In the Ultimate Burst Pressure (UBP) test, a critical evaluation for space habitats, the full-scale unit astonishingly reached 77 psi before failure, significantly exceeding NASA's recommended safety level of 60.8 psi by 27%. The structure, towering over 20 feet and encompassing a volume of 300 m3, roughly a third of the International Space Station's volume, stood as a testament to the potential of expandable space habitats.
Tom Vice, CEO of Sierra Space, underscored the significance of this achievement. "Sierra Space's inflatable space station technology offers the absolute largest in-space pressured volume, the best unit economics per on-orbit volume, and lowest launch and total operating costs," he stated. This advancement not only demonstrates Sierra Space's leadership in microgravity research but also offers a cost-effective and efficient solution for future space endeavors.
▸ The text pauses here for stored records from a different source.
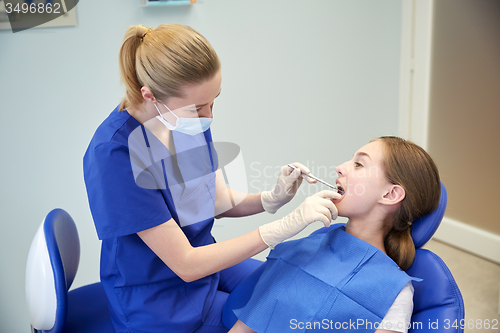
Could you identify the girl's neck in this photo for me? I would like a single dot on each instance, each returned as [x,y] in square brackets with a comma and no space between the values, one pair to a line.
[368,231]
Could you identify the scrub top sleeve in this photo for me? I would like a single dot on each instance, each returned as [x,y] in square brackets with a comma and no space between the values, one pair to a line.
[119,206]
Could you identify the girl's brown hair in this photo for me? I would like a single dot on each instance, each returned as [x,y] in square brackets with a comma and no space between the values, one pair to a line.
[408,165]
[164,59]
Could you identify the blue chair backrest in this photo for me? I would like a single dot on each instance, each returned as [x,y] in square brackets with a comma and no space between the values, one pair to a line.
[52,264]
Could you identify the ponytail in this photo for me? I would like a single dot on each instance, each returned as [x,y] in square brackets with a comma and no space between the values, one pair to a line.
[400,247]
[408,165]
[164,59]
[128,51]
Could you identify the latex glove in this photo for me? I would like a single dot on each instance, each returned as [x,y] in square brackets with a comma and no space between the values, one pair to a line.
[288,182]
[318,207]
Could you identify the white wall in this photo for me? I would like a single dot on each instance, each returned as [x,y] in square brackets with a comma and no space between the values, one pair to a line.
[302,81]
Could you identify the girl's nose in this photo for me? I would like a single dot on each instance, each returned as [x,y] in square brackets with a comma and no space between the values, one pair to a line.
[340,170]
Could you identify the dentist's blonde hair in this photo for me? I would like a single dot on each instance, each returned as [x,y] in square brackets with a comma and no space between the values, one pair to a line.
[164,59]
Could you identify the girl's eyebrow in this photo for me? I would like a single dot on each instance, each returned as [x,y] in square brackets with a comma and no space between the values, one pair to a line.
[362,153]
[202,105]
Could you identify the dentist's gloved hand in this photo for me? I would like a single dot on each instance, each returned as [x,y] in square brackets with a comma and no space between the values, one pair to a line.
[318,207]
[288,182]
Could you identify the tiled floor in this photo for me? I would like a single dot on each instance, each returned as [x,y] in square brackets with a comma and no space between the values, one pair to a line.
[479,282]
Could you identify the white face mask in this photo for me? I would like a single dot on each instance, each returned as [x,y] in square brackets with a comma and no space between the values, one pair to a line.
[190,126]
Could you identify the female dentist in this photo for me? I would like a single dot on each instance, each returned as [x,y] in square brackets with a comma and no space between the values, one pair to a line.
[154,188]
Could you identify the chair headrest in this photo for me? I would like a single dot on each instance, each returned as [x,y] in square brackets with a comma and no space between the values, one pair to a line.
[424,227]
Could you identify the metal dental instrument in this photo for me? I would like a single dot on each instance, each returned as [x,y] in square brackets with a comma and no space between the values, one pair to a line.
[336,187]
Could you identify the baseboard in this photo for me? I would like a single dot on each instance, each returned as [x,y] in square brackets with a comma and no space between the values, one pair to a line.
[471,239]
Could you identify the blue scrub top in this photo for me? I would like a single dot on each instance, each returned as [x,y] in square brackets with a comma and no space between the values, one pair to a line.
[134,184]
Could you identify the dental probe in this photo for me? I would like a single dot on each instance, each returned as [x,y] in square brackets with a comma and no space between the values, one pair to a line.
[336,187]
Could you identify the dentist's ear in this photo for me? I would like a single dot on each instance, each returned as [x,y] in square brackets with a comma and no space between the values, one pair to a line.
[395,195]
[148,95]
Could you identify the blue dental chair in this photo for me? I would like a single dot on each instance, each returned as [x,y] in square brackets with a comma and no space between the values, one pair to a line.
[438,303]
[52,264]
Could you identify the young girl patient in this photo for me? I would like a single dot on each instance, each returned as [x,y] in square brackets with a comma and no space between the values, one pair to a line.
[350,278]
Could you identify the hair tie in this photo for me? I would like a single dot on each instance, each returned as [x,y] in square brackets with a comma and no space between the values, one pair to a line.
[144,35]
The LIFE habitat's design is notably compact, allowing it to be packed inside a standard five-meter rocket fairing, yet it inflates to the size of a three-story building in orbit. Its modular nature means that just three launches could create a space larger than the entire ISS. The company is also exploring larger designs, such as a 1400-cubic-meter version, which could surpass the ISS in size with a single launch.
2024 is set to be a year of aggressive testing for Sierra Space. They plan to conduct a series of UBP tests at both sub- and full-scale, focusing on the development of the primary Atmospheric Barrier and Micrometeoroid Orbital Debris (MMOD) layers. These tests are crucial for ensuring the safety and durability of the habitat in the challenging conditions of space.
Shawn Buckley, Senior Director of Engineering and Chief Technologist of EarthSpace Systems, highlighted the collaborative effort behind this success. "Our team has worked tirelessly to reach this point. Working with our key suppliers and strategic partners, Sierra Space has guided our collaborative effort and reached new heights with this latest UBP test," he said.
A key element of the LIFE habitat is its pressure shell, or restraint layer, comprised of Vectran straps and high-strength fabric materials. Vectran, known for its strength and durability, particularly in aerospace applications, contributes significantly to the habitat's robustness. This material has been thoroughly tested by Sierra Space and ILC Dover at various scales, ensuring its performance in space.
Rob Reed, President of Space and Engineered Solutions at ILC Dover, expressed pride in their role in this development. "The successful full-scale burst test is an undeniable leap toward a new reality of how humans live and operate in space," he remarked.
This test, supported by NASA via a Reimbursable Space Act Agreement, was conducted in Huntsville, Ala., adjacent to the historic Saturn 1/1B test stand.